There are several important aspects of taking care of your teeth, and perhaps the most overlooked (or ignored) is flossing.
Brushing will only clean the front, back, and top of your teeth. Since the interdental space (space between teeth) is quite inaccessible to your toothbrush, you need to floss regularly to get rid of interdental plaque.
Like brushing, flossing prevents plaque buildup and destroys the colonies of teeth-rotting bacteria that live within the plaque. Unlike brushing, flossing enables you to get in-between your teeth and attack any teeth-destroying microbes that might be lurking in there.
Is traditional flossing the only way, though? Lots of people swear by water flossers — better known as Waterpiks.
In this post, we’re going to look at the value of both and compare.
Traditional flossing — also known as string flossing — implies the use of a conventional dental floss to eliminate plaque and food debris from between the teeth.

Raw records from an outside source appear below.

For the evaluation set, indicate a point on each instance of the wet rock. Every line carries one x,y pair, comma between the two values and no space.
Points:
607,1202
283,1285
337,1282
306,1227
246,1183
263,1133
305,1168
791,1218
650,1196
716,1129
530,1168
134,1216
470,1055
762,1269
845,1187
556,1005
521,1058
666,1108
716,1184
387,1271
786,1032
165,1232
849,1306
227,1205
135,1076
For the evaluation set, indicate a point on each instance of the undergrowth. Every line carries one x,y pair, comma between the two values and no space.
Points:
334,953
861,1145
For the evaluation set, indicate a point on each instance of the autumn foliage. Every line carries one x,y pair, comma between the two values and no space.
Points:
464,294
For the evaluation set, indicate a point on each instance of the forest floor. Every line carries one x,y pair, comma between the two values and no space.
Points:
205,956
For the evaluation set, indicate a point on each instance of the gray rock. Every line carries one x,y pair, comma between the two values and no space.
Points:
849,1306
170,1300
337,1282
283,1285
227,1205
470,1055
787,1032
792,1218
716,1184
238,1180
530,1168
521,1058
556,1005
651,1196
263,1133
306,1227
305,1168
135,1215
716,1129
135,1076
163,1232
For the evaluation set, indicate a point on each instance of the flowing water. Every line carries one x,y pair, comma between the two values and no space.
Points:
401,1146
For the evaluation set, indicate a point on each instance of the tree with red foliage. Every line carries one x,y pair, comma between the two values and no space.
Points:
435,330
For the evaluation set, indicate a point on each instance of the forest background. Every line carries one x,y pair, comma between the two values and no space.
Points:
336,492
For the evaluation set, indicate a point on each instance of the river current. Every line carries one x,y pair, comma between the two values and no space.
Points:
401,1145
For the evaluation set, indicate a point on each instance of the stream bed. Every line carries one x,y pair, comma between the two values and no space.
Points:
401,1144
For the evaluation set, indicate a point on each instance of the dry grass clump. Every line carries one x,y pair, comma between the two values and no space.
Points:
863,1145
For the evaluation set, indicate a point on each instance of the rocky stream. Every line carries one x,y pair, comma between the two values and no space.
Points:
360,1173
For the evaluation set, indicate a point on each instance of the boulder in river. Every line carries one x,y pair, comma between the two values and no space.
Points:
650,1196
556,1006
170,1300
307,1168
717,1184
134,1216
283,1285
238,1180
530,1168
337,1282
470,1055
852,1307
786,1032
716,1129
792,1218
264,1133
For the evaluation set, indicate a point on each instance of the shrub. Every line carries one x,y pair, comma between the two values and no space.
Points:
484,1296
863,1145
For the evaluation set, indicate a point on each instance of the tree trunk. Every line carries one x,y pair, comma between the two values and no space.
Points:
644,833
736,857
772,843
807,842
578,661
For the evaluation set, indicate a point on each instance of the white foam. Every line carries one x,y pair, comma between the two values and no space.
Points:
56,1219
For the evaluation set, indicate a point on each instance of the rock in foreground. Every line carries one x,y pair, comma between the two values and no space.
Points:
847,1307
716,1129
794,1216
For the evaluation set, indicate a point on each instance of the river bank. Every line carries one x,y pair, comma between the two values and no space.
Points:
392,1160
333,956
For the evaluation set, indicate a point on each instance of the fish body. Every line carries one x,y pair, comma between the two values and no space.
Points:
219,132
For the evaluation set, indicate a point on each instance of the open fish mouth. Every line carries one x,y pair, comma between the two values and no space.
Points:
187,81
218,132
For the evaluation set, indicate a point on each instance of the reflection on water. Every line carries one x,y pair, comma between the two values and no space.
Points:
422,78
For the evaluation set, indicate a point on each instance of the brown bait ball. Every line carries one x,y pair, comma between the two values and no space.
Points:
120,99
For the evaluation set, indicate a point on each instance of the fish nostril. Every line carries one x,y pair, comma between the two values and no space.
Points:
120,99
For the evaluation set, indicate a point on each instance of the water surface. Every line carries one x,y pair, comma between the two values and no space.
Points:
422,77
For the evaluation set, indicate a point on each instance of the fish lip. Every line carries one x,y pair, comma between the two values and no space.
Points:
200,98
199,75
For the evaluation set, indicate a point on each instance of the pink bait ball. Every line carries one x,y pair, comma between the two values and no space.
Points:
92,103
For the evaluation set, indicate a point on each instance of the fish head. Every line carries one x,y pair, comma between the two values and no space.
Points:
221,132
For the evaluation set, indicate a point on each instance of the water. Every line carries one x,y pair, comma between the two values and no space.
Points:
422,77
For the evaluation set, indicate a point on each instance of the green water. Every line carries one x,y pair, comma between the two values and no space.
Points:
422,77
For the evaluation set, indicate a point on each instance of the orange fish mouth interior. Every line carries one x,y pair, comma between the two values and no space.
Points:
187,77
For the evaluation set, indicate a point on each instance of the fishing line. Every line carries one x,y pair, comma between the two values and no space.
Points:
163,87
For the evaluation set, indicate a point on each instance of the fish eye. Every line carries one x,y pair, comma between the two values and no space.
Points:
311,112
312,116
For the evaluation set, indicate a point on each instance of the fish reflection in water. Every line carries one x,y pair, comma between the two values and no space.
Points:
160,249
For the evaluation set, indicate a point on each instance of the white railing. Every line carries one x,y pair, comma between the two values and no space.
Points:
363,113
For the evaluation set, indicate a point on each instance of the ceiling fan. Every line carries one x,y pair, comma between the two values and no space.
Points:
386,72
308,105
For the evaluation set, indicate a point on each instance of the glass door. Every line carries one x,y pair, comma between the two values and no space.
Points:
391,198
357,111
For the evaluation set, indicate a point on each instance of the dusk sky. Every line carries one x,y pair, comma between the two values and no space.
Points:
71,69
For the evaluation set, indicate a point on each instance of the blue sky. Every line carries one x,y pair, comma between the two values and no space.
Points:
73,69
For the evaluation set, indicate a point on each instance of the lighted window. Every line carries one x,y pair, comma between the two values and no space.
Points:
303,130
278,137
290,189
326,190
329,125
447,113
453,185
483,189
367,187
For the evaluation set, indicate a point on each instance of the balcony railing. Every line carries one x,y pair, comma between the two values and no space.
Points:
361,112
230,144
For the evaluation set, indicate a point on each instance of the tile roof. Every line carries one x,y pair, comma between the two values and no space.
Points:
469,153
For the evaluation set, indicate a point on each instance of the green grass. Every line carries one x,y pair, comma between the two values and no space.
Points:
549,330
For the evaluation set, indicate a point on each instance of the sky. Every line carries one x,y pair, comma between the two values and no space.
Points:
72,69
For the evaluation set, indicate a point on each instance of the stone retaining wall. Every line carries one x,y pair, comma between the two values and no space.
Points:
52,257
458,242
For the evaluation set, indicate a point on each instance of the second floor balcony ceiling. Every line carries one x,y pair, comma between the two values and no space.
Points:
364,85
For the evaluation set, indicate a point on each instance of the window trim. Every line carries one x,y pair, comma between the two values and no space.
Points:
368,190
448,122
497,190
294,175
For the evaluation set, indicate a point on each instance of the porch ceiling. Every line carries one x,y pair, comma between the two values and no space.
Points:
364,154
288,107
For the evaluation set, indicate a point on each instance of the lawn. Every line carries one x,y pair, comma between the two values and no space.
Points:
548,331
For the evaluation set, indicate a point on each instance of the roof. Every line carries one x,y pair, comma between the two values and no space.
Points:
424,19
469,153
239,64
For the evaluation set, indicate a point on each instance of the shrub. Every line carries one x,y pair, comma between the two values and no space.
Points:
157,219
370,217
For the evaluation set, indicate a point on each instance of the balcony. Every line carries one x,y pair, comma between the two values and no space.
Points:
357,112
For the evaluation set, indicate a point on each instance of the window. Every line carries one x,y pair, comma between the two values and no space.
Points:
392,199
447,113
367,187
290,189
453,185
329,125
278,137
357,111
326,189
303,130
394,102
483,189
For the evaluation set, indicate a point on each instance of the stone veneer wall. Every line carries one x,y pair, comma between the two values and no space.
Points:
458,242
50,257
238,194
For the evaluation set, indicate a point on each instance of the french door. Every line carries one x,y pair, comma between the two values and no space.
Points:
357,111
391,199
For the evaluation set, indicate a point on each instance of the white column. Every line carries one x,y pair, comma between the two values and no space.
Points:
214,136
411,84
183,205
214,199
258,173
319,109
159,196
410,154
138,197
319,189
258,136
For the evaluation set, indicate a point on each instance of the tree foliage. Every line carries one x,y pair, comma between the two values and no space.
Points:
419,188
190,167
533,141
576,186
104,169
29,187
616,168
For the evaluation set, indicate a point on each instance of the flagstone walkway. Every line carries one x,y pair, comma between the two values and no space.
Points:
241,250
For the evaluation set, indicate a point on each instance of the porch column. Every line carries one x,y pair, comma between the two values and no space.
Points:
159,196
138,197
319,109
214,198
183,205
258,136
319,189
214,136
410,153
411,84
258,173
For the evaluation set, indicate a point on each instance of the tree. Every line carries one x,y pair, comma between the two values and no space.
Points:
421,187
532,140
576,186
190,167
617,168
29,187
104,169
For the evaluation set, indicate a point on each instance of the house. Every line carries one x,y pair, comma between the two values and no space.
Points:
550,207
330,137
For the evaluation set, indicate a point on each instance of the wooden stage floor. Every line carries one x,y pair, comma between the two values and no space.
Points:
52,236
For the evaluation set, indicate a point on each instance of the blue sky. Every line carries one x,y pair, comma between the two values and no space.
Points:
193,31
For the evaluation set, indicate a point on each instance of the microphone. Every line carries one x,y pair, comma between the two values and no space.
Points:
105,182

The dental floss, as you likely already know, is a string-like tool that’s basically a special strand of plastic or nylon filament. To use string floss, you simply slide it up and down between each tooth to dislodge any trapped food particles. At the same time, you also clear away plaque.
Since dental floss came into existence approximately 200 years ago, it has been instrumental in preventing numerous teeth and gum complications, including tooth decay, gingivitis (the inflammation of gums), and periodontitis (damage to the structures that support your teeth, including bones and soft tissues).
In spite of the obvious benefits of string flossing and the persistent insistence of dentists worldwide, flossing compliance still remains a big challenge for many people. Some are anxious about flossing. Others just can’t get themselves to do it on a regular basis.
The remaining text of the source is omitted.